Poesia e transfiguração

Jorge de Lima instaura uma poesia de base mítica, épica e transcendental
Jorge de Lima: inspiração cristã não se dissocia de certa abordagem da natureza decaída do homem
01/05/2004

Multiplicidade de vozes dramáticas, amplitude de visão e enquadramento, apelo sacramental que beira o mítico, diversidade vertiginosa de motivos e formas, mergulho na paisagem ancestral da memória, história da literatura plasmada pela consciência poética, biografia total e cósmica, reminiscências da Queda e procissão de mártires sobre a terra, sagração da vida comum e divinização da arte, itinerário imaginado e factual de viagens e descobertas, murmúrios de personagens célebres e resíduos de antepassados, gnose de demiurgo em delírio, febre, sonho, alucinação a serviço da maquinaria de um engenheiro noturno, amor, morte e transfiguração: esses são alguns dos epítetos e subtítulos que poderíamos apor à poesia de Jorge de Lima, doravante referidos à sua obra maior e mais conhecida, Invenção de Orfeu, de 1952.

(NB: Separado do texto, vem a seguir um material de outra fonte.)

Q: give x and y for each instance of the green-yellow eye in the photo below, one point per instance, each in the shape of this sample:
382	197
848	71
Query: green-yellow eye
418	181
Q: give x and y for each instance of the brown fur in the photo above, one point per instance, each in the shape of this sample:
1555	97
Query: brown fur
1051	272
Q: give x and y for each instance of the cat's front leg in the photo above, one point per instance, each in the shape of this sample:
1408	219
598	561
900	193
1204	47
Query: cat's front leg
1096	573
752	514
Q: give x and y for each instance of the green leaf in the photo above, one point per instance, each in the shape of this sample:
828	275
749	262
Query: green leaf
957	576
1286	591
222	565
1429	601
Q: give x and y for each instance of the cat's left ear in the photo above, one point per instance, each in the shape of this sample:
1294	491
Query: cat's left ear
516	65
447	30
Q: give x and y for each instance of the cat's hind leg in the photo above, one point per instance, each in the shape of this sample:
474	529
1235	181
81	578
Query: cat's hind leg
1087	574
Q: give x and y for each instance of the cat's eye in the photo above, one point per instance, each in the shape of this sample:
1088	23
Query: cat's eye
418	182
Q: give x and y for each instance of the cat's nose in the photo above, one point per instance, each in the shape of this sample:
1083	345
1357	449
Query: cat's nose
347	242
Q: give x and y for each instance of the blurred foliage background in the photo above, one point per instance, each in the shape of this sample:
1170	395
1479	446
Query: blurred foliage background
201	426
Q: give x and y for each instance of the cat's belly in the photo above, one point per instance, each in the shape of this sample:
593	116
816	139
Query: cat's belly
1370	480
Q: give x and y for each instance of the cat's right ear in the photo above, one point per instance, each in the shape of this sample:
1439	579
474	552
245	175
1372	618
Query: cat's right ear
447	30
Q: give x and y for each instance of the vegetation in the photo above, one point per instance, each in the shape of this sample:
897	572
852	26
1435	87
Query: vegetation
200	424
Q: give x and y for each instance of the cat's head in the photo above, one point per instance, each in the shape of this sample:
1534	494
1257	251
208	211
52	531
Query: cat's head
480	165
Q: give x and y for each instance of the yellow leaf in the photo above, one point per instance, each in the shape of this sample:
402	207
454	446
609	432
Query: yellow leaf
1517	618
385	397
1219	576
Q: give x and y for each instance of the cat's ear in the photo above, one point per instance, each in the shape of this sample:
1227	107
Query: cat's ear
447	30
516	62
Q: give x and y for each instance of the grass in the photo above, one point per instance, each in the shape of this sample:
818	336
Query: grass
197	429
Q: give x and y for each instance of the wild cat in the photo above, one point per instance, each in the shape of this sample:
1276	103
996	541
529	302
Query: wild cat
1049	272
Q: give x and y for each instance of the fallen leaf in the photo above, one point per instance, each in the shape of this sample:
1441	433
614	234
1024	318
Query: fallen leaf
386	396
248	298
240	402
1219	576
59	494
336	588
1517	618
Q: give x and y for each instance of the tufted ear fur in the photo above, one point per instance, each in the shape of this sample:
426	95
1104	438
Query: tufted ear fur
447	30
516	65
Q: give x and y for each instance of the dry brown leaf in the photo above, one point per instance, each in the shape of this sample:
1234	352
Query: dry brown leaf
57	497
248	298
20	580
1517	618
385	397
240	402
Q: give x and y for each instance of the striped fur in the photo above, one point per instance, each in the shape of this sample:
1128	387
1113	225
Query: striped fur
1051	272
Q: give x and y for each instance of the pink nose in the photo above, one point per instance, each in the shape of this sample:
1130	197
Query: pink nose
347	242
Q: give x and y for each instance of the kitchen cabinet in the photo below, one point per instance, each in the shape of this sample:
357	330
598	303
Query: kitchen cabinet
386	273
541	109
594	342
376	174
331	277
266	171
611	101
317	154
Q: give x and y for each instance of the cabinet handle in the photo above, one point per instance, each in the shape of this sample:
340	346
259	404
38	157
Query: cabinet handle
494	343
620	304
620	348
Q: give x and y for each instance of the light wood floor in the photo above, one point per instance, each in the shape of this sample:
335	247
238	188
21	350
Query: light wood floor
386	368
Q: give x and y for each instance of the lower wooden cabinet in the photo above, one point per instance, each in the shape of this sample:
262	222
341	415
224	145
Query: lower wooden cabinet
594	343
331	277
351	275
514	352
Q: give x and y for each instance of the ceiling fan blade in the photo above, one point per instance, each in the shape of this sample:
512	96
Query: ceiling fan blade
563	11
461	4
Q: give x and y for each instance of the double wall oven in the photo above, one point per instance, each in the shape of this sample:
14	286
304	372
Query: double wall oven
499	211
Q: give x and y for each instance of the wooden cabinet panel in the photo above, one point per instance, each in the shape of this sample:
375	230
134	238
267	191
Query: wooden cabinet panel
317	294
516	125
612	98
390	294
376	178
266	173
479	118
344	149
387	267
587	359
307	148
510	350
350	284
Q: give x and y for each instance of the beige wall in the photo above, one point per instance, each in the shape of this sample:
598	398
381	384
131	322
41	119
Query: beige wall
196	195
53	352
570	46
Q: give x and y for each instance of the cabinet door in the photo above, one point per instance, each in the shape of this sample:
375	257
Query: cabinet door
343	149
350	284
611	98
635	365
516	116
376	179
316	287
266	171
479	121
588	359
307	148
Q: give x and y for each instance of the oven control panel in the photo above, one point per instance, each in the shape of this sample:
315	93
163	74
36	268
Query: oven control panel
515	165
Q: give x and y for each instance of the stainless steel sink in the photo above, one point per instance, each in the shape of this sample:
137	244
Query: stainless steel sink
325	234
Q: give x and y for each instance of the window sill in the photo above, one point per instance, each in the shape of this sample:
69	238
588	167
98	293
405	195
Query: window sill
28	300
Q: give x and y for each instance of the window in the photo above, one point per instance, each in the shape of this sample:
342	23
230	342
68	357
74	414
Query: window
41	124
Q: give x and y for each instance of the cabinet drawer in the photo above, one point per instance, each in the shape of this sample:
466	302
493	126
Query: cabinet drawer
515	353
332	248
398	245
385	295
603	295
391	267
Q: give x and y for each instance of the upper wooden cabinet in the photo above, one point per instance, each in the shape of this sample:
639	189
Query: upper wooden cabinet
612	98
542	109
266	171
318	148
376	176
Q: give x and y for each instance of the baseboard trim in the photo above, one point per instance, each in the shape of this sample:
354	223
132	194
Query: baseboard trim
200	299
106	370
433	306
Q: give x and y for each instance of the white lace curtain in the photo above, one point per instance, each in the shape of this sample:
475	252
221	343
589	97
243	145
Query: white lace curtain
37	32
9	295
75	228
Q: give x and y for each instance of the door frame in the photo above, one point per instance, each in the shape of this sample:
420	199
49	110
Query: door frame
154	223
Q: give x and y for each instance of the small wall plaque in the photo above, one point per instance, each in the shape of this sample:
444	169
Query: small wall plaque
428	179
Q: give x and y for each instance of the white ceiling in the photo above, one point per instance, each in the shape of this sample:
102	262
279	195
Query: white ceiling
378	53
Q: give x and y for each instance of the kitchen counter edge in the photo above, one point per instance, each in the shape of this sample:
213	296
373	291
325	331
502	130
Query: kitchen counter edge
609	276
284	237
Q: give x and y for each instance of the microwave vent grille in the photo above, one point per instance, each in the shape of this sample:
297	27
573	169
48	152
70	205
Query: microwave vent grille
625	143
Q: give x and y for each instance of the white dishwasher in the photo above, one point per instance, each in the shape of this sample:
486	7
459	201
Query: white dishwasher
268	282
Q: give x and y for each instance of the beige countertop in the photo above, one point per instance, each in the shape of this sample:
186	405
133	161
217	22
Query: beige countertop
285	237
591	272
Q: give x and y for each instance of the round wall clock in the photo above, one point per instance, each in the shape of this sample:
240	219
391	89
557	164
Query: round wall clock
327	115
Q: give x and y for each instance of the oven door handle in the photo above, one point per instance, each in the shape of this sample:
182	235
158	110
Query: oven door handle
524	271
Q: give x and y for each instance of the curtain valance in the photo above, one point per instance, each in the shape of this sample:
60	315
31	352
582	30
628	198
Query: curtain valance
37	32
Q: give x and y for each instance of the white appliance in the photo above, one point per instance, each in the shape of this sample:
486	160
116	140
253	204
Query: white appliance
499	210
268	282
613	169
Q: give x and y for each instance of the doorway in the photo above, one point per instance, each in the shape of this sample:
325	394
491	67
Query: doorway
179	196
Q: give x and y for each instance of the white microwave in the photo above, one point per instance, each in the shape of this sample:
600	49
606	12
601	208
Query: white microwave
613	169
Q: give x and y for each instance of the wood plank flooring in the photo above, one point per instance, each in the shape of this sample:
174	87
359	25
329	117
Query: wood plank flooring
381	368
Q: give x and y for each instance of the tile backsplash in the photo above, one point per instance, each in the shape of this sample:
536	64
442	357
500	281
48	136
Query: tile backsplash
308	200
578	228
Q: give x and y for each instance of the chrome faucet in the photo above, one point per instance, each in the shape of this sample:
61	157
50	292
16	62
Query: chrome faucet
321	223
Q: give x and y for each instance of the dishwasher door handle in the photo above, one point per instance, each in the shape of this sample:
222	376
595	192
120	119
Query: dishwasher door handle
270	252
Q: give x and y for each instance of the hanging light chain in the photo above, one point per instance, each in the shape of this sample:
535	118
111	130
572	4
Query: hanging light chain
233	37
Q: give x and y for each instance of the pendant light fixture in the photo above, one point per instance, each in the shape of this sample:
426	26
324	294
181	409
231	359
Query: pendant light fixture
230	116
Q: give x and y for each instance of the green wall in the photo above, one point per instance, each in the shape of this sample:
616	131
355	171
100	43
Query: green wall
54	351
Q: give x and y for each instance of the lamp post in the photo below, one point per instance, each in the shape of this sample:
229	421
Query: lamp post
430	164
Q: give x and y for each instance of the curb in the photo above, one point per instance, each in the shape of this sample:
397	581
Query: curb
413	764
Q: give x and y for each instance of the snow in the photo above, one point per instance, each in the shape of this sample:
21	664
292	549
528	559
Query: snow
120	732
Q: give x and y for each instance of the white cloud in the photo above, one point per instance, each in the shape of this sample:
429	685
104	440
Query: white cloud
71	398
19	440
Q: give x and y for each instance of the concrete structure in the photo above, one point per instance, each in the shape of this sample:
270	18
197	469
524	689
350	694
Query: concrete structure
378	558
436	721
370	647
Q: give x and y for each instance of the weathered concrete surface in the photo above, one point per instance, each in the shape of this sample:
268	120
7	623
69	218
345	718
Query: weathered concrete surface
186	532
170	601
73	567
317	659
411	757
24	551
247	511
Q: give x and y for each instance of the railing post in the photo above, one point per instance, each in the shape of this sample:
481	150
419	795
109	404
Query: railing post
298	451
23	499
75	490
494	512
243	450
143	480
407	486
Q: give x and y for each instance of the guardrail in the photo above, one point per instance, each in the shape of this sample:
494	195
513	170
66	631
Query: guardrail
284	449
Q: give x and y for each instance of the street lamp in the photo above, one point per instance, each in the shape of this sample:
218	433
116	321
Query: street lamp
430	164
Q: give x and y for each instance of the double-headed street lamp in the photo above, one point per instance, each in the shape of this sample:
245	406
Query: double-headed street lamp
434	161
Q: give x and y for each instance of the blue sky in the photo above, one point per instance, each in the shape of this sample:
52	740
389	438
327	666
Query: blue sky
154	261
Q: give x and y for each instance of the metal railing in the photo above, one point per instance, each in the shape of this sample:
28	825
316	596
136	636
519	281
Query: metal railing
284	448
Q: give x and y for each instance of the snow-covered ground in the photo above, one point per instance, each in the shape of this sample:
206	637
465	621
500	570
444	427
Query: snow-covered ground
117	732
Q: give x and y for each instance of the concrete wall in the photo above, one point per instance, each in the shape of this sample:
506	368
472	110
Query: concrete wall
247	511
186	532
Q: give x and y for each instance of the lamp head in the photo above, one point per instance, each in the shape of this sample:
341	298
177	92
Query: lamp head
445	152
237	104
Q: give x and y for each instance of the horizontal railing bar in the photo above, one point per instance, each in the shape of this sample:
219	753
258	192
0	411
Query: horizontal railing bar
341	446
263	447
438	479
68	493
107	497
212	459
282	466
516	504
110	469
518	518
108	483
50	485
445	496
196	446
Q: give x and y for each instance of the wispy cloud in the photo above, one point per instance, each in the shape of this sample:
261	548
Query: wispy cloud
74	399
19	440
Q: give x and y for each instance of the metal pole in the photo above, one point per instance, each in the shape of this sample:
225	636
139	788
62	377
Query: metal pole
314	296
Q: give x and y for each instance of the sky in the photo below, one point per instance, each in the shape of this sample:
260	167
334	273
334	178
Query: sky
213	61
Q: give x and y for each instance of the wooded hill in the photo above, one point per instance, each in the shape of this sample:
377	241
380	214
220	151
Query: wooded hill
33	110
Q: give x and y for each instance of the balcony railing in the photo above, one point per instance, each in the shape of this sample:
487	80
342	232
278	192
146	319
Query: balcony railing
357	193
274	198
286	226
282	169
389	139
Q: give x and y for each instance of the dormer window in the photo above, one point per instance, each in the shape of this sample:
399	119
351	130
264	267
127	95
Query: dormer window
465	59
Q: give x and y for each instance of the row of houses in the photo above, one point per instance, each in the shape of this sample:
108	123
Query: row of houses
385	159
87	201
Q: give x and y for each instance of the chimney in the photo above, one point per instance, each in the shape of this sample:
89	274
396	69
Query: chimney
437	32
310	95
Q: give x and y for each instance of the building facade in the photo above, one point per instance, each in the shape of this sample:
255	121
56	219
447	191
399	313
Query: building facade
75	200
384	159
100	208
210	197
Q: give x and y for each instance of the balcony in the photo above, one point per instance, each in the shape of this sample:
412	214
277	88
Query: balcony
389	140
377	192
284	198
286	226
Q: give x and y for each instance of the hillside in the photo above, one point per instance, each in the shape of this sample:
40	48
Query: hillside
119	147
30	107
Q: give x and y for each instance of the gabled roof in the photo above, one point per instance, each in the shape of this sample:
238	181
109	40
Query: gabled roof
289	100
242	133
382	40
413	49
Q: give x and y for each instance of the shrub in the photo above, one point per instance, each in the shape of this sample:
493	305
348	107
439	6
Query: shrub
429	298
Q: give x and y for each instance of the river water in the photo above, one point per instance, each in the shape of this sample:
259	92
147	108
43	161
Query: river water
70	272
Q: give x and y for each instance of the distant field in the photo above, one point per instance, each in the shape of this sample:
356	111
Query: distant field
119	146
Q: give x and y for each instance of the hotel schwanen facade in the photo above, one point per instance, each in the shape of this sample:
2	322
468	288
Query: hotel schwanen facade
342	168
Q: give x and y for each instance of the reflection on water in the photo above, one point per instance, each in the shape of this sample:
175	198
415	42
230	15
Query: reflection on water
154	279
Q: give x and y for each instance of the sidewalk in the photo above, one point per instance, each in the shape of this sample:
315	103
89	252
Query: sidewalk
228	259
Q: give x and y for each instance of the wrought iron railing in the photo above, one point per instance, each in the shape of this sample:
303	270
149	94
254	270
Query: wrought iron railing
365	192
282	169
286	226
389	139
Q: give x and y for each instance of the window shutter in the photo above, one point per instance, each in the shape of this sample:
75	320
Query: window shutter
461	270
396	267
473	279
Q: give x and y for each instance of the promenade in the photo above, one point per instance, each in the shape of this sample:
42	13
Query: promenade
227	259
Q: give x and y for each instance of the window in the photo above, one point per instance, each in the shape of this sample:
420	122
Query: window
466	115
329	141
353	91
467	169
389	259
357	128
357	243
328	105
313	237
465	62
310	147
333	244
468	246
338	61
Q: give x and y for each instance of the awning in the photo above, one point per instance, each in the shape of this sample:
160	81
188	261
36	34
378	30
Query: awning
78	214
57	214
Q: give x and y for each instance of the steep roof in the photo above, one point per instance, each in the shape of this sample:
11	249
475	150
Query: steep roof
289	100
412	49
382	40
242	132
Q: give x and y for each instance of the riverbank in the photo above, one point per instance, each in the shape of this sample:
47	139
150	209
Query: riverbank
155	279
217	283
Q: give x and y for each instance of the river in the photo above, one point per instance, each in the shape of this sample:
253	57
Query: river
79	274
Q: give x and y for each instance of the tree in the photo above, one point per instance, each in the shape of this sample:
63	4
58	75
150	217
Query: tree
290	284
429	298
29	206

Como bem notou Murilo Mendes, em artigo publicado em três partes durante o mês de junho do mesmo ano, no suplemento Letras e Artes do jornal carioca A Manhã, essa fertilidade formal e metafísica da odisséia teológica de Jorge de Lima é conseqüência da grande permeabilidade de sua voz poética a outras vozes. Isso, antes de se configurar como uma crítica, é sim um elogio e uma virtude, pois demonstra a elasticidade de sua criação, capaz de dialogar com outros poetas, tradições e obras criadas, incorporando-os a seu repertório imaginário. Essa característica, atípica no panorama da poesia brasileira, será a base para a confecção deste gigantesco afresco poético da história, de traço oblíquo e enviesado, de volumosos jogos de luzes e sombras narrando a origem do mundo e do homem.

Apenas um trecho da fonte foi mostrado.